Borsani si schierò con quanti avevano deciso di aderire alla RSI in nome di quello spirito di sincero patriottismo che aveva portato oltre 600 mila persone a non accettare la resa e la sconfitta del Fascismo e della loro Nazione. Maturato dalla cecità e sorretto da una genuina fede cristiana, Borsani vedeva nella Repubblica di Salò l’emblema di un Paese che, stretto d’assedio, andava difeso difeso ad ogni costo.

Intransigente fascista della prima ora, imperniava i suoi numerosi editoriali sui motivi di patria, dovere, onore, e necessità di sopportare le sofferenze della guerra in nome di un bene superiore e più alto e mai vi furono parole d’odio per il nemico.

Alcune delle cose accadute nell’aprile 1945 resteranno per sempre senza spiegazione. Fu guerra civile, è vero, ma un colpo di pistola alla nuca di un mutilato e invalido è cosa che nemmeno con la guerra civile può essere spiegata. Evidentemente sai che per essersi guadagnato una medaglia d’oro al Valore Militare, la guerra la sa fare davvero, senza abbassarsi al livello infimo del banditismo partigiano e, anzi, elevandosi a una ristretta cerchia di soldati che trovano nella coscienza e nel dovere la forza per sfidare la materia, compresa quella del proprio corpo ormai dilaniato dai combattimenti. Perché non solo con il corpo si combatte ma, soprattutto, con lo Spirito.

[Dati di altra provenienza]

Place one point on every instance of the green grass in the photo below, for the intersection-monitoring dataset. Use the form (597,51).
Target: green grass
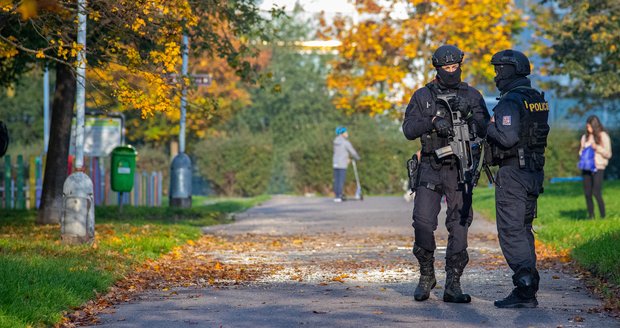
(40,277)
(562,222)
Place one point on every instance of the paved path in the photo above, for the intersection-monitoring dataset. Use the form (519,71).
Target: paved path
(350,265)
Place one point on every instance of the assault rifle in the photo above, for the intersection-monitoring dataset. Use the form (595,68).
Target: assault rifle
(468,148)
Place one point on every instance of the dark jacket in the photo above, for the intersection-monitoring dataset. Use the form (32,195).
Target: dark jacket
(422,109)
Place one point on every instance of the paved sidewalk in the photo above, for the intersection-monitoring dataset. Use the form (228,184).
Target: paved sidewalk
(350,265)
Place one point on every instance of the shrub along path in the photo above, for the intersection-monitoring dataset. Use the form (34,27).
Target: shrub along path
(308,261)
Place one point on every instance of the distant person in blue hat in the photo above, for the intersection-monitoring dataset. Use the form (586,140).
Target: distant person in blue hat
(342,150)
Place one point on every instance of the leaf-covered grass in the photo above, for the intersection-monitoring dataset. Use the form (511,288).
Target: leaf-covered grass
(40,277)
(562,222)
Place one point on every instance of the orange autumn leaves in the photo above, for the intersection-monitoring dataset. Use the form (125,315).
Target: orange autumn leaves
(385,54)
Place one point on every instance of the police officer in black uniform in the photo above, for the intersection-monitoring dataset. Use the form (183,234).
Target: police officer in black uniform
(517,134)
(430,120)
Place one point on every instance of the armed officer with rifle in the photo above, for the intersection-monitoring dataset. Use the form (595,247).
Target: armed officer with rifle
(448,116)
(517,134)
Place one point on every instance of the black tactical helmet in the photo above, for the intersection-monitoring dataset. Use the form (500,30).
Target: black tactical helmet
(514,58)
(447,55)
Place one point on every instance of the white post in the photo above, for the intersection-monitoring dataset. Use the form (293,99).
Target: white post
(183,94)
(46,108)
(80,101)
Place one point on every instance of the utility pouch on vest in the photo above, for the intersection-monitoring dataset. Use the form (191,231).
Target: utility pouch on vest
(538,161)
(521,154)
(413,168)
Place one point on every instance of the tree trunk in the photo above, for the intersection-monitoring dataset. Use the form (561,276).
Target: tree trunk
(50,210)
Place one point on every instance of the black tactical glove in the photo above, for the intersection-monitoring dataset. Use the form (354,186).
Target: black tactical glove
(462,105)
(443,127)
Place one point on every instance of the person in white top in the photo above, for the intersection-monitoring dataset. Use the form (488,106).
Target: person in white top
(597,138)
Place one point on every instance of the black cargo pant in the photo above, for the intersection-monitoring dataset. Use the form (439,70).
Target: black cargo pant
(427,205)
(516,194)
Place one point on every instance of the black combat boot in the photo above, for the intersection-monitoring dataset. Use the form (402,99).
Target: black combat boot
(427,273)
(524,296)
(454,269)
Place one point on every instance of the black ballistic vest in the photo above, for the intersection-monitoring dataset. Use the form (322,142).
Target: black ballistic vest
(534,128)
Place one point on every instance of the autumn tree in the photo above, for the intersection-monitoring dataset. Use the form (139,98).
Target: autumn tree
(385,53)
(581,40)
(140,39)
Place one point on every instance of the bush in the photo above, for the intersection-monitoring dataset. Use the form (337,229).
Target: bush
(153,159)
(562,153)
(238,165)
(381,145)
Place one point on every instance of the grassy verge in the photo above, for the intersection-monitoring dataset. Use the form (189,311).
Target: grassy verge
(562,223)
(40,277)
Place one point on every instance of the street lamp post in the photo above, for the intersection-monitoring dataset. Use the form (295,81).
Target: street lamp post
(181,168)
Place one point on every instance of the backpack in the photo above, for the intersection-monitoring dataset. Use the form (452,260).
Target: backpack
(586,160)
(4,139)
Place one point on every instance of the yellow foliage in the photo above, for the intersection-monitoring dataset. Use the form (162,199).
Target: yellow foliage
(385,56)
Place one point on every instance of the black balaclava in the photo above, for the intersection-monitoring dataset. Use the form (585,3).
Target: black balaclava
(449,79)
(506,75)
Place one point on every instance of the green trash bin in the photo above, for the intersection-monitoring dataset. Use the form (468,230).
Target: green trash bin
(123,168)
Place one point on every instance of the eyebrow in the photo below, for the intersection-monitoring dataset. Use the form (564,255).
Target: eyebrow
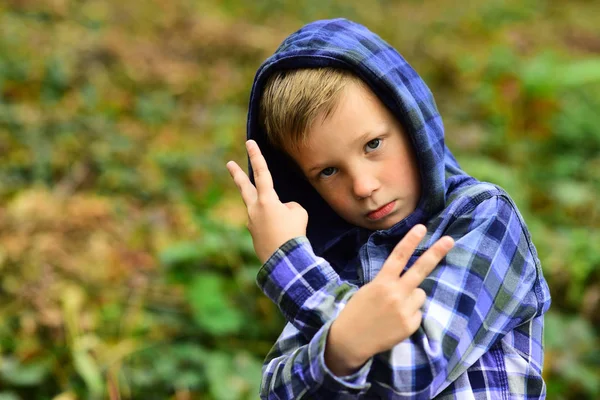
(379,131)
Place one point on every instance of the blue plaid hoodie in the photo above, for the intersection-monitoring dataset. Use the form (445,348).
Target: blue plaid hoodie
(481,334)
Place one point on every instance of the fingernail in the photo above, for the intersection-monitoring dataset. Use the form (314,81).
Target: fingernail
(420,229)
(448,242)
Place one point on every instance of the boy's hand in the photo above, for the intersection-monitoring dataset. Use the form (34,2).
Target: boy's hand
(385,311)
(270,222)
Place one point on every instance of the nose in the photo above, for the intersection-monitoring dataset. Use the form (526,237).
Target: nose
(364,184)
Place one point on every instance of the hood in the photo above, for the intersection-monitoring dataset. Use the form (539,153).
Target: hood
(344,44)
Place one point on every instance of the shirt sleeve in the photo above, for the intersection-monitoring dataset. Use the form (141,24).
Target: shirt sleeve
(486,286)
(295,368)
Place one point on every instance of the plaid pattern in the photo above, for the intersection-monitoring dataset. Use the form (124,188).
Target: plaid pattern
(481,335)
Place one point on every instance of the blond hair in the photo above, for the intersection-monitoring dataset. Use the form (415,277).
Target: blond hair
(293,99)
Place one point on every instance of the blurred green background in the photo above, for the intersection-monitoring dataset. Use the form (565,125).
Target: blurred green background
(126,270)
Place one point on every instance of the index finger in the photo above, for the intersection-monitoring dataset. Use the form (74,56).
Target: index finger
(262,175)
(426,263)
(395,263)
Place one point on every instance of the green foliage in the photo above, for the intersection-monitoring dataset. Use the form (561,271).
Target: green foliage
(124,264)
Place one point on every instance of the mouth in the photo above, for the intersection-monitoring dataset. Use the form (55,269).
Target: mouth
(381,212)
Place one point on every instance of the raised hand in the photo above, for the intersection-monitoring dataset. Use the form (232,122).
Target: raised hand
(385,311)
(270,222)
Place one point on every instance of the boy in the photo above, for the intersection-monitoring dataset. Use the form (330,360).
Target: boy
(363,202)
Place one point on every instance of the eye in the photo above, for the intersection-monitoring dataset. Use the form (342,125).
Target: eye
(373,145)
(327,172)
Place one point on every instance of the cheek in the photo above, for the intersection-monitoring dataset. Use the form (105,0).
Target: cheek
(336,200)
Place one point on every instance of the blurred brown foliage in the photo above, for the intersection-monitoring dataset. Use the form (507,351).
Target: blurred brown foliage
(125,267)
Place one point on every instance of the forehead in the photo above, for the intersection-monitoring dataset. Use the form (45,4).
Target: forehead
(357,117)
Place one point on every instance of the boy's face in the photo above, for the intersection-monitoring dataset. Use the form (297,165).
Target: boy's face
(361,161)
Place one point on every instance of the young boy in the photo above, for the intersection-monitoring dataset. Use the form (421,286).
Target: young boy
(357,200)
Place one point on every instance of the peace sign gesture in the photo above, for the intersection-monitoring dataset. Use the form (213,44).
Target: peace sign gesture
(270,222)
(386,310)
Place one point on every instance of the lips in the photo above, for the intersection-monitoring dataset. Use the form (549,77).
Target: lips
(382,211)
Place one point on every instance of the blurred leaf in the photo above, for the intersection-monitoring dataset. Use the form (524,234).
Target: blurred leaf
(29,374)
(87,368)
(210,305)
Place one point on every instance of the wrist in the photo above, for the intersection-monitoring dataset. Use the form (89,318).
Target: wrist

Eppure l’assassinio di Carlo Borsani, a guerra finita, non ha attenuanti. Meno ancora può essere accettabile che abbiano fatto del suo corpo un “trofeo” da esibire sconciamente per le vie di Milano, con appeso al collo un cartello che oltraggia chi l’ha scritto non certo la vittima.

Forse loro non lo sanno, ma la medaglia d’oro non si revoca. Carlo Borsani è, sarà sempre, medaglia d’oro al Valor Militare. Oggi come allora, per aver difeso la Patria, terra dei padri, di tutti i padri, anche di quelli che hanno generato i suoi assassini vigliacchi. Ecco perché Carlo Borsani, oggi, ha una targa a Piazzale Susa che fa urlare il “Presente” a centinaia di ragazzi ogni 29 aprile. Ecco perché lo custodisce il Campo 10, il Campo dell’Onore. Ed ecco perché siamo orgogliosi, persino un po’ smarriti, quando ci avviciniamo alla sua lapide per pulirla e decorarla, come le altre mille, e a lui, primo delle tre medaglie d’oro sepolte al Campo, ancora oggi, rivolgiamo, sull’attenti il grido «Presente!».